The No Child Left Behind Act (search) is turning up positive signs and warning signs in education, according to a review by the Center on Education Policy (search). The report released Wednesday is considered the most comprehensive review of the three-year-old law.

States are doing more to help students succeed in reading and math, aligning classes to state standards and using test data to identify weaknesses of children, the review found. The law is also spurring more teamwork among teachers and more focus on minority children.

Yet researchers said any success will be hindered unless problems are fixed.

Beyond their concerns about money and staffing, many school leaders say the testing requirements for disabled children and limited-English learners are unfair and unworkable. About one-half or more of the surveyed school districts say they have cut teaching time in social studies, science, art, music and other subjects to meet demands in reading and math.

Also, most school leaders have no idea whether there is any benefit to letting students in struggling schools get a transfer or a tutor, as the law allows. The private tutoring has so little oversight that it "has the earmarks of a scandal" said the center's president, Jack Jennings.

The study does not answer a central question of whether the law helps more students learn.

Most states and districts say student scores on reading and math tests are rising and that achievement gaps between white students and minorities are closing. But Jennings said there is no clear cause and effect between the law and the rising scores.

The law identifies problems well, he said, but is weaker in "providing the tools for educators to deal with those problems," Jennings said. "Unless we have a better balance, we're in danger of not being able to achieve the goals."

The Education Department is expected to give states additional flexibility, perhaps in the area of testing special-education students.

The law signed by Bush in 2002 is considered the most significant in federal education in 40 years. In particular, the law aims to ensure all minorities and poor children can read and do math at grade level by 2014.

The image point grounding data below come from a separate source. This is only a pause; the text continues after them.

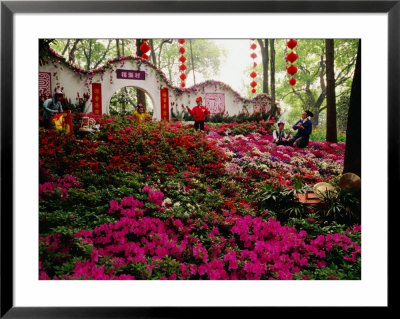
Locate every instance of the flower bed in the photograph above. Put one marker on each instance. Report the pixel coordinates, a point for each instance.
(162, 201)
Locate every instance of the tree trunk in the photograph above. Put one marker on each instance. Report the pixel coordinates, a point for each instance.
(140, 95)
(352, 158)
(265, 61)
(191, 58)
(331, 130)
(273, 98)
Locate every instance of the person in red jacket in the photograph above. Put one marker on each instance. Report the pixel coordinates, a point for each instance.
(199, 112)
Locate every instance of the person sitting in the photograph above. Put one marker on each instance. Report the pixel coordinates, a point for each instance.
(52, 107)
(199, 112)
(140, 114)
(304, 129)
(279, 135)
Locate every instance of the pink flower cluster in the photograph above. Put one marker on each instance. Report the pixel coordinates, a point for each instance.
(59, 186)
(238, 247)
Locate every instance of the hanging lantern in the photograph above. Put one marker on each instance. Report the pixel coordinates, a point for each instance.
(291, 57)
(182, 59)
(292, 69)
(253, 74)
(291, 44)
(144, 48)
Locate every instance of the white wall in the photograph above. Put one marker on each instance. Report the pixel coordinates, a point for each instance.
(74, 83)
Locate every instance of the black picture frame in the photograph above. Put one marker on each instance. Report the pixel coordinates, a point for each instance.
(9, 8)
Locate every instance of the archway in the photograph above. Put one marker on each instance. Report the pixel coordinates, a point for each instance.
(124, 101)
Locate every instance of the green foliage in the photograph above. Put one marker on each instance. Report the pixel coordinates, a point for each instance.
(341, 206)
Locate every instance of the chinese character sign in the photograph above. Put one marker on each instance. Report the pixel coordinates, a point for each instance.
(164, 104)
(130, 74)
(45, 84)
(96, 98)
(215, 102)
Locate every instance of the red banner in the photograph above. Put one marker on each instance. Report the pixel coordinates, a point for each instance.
(96, 98)
(164, 104)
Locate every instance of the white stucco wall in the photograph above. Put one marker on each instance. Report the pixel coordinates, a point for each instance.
(74, 83)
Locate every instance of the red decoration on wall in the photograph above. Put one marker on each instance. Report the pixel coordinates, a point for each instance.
(292, 69)
(253, 74)
(291, 44)
(144, 48)
(182, 59)
(292, 57)
(164, 104)
(96, 99)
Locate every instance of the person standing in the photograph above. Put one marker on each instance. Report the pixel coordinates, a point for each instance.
(52, 107)
(199, 112)
(304, 129)
(279, 135)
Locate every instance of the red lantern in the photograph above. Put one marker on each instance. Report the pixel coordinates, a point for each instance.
(291, 43)
(292, 69)
(144, 48)
(292, 57)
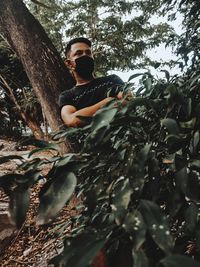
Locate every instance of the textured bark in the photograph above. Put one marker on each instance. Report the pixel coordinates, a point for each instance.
(43, 65)
(30, 121)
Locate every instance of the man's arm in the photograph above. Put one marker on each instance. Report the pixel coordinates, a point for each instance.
(69, 113)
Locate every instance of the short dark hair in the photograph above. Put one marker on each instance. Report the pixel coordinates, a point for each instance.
(77, 40)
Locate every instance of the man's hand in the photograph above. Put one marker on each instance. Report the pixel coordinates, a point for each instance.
(69, 114)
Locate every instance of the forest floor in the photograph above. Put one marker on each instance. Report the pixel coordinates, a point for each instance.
(32, 245)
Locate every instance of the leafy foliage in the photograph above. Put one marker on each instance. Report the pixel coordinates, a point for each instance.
(121, 31)
(138, 178)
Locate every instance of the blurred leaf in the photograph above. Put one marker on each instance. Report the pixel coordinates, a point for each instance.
(182, 179)
(178, 260)
(188, 124)
(103, 118)
(140, 259)
(8, 158)
(157, 225)
(167, 74)
(191, 217)
(18, 206)
(171, 126)
(121, 198)
(135, 226)
(80, 250)
(134, 76)
(40, 144)
(55, 197)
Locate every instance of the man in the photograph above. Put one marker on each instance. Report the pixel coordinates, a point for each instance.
(90, 93)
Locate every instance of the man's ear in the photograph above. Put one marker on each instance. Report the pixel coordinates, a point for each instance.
(68, 63)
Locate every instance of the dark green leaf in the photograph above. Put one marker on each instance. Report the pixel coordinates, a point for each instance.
(121, 198)
(191, 217)
(140, 259)
(103, 118)
(134, 76)
(80, 251)
(55, 197)
(7, 158)
(171, 126)
(18, 206)
(135, 226)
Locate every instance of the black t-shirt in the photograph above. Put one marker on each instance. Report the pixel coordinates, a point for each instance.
(86, 95)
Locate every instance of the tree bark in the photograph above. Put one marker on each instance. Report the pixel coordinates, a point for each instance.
(42, 63)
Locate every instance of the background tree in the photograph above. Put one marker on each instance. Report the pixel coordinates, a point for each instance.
(17, 95)
(41, 61)
(121, 31)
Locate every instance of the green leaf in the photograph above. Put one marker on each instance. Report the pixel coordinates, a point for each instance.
(40, 143)
(7, 158)
(134, 76)
(121, 198)
(188, 124)
(80, 250)
(157, 225)
(56, 196)
(42, 149)
(182, 179)
(179, 260)
(140, 259)
(167, 74)
(103, 118)
(191, 217)
(18, 206)
(171, 126)
(135, 226)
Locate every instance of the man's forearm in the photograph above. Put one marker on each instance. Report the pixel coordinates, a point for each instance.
(74, 121)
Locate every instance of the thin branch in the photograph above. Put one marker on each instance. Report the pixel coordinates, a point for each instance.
(41, 4)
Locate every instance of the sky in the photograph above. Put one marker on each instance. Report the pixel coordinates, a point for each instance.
(160, 53)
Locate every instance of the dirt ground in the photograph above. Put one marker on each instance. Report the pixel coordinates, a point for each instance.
(31, 245)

The report is based largely on surveys of education officials from 49 states and 314 school districts, plus case studies in 36 districts. Oklahoma chose not to take part, and the District of Columbia responded too late to be included, Jennings said.

Assistant Education Secretary Ray Simon said he expects the trend of rising student achievement to continue as states and districts keep enforcing the law.

Simon credited Bush for increasing education spending and said, "The perpetual cry of more money, once again echoed in this report, simply does not comport with the facts."

He added: "The difference is that this administration is holding states accountable for delivering results with those taxpayer funds."

Schools face requirements to test many children yearly in reading and math, and to get a highly qualified teacher in every core class. They must report student performance by race, ethnicity and other categories so underperforming students do not get lost in school averages.

But the center's director, Patricia Sullivan, said the government must offer more help because "state education agencies are not designed -- either with staffing, funding or expertise -- to do the work that needs to be done to turn around low-performing schools."